思わず「オーマイゴッド」と叫んでしまった。パンツも下着ももうズブ濡れだ。濡れてしまったらもうどうでも良くなる。すぐさま2周目を歩いていたら、バスの出発時刻が迫ってきた。座席にバスタオルを敷いたまま座る。再び内陸の砂道を左右に揺られながら帰り道を行く。リゾート着いたら真っ先に自分の部屋へ。バスタブへ急ぎついでにぬれたパンツも洗って部屋干しした。

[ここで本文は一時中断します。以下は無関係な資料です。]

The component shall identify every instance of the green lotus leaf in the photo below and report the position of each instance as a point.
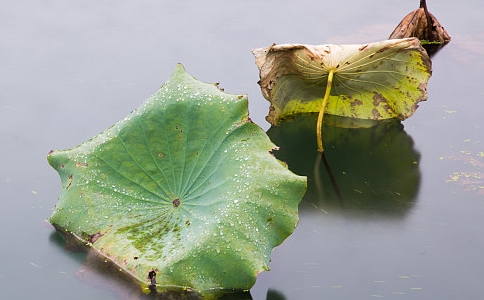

夕食はツアーで知り合った彼とその家族と同席することに。2人以上で食事したのはこれで2回目。嬉しいごとに今夜はご馳走させて戴くことになった。リゾートの食費は高かったので助かった。お礼といっては何だが僕の部屋に案内し、小型パソコンに保存している旅紀行の写真を見せることにした。彼らは車での移動ということで明日いっぱいここに滞在できるが、僕は7時にチェックアウトしてカタマラン(ボート)とコーチバスを乗り継がなければその日のうちにブリスベンに着けないので、ここでお別れとなった。